In June 2008, the Mérida Initiative was born: the U.S. pledged Mexico and the Central American countries $1.6 billion for the next three years to curb drug trafficking, transnational organized crime and money laundering. And, it seems, its real intention was to make Mexico and Central America feel less abandoned as the U.S. drug consumers are in cushy treatments, if at all reprimanded, while the deaths, often violent, happen south of the border.

The Mérida Initiative seems a goodwill token, and one not to be taken lightly given the 2,000 mile border shared by Mexico and the U.S., until you realize the bulk of it stays in America to pay for war hardware, aircraft, surveillance software, and other goods and services, all produced by U.S. private defense contractors.
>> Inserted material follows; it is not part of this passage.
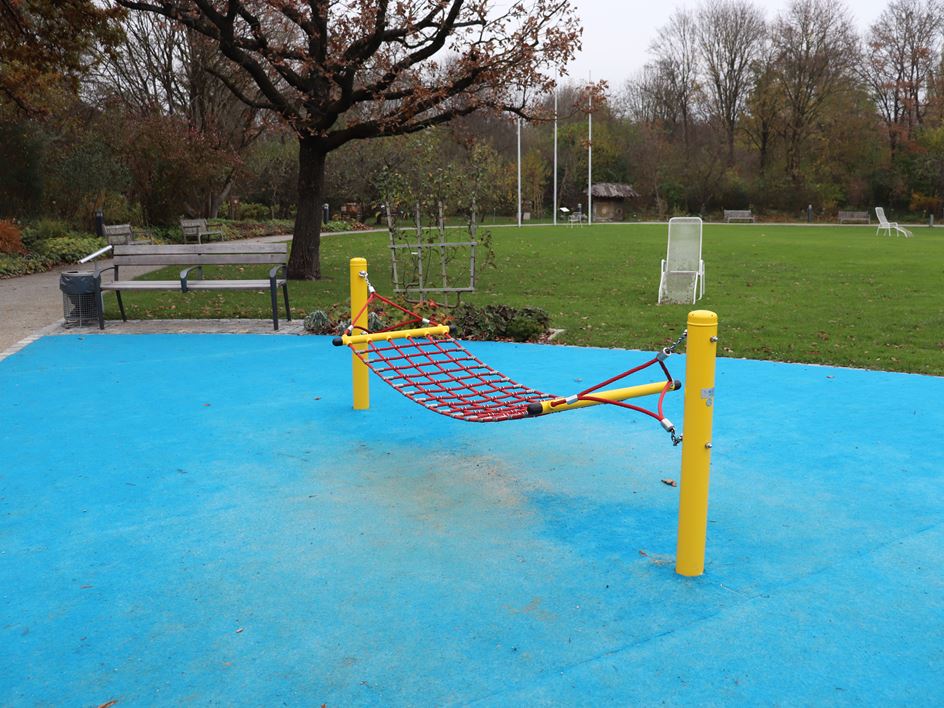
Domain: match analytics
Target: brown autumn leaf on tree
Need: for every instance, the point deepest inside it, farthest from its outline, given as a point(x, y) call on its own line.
point(46, 44)
point(341, 70)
Mexicans must feel cheated.

At least with Plan Colombia there appeared to be co-sponsored initiatives beyond counter-narcotics: human rights training; and programs to build schools, roads and clinics in areas of high coca production; and aid for internal refugees.

Washington policy clumps together the problems of the two countries, and much criticism arises: Mexico’s challenges are cartels whose M.O. is to gain territorial control for drug distribution. Colombia, on the other hand, is defied by terrorist groups whose objective is to take down the government and to be seen as political actors (though as they kill people, they kill their political credibility, and as they traffic drugs, the FARC, the ELN, and the paramilitaries are gaining reputation as, simply, drugs cartels.)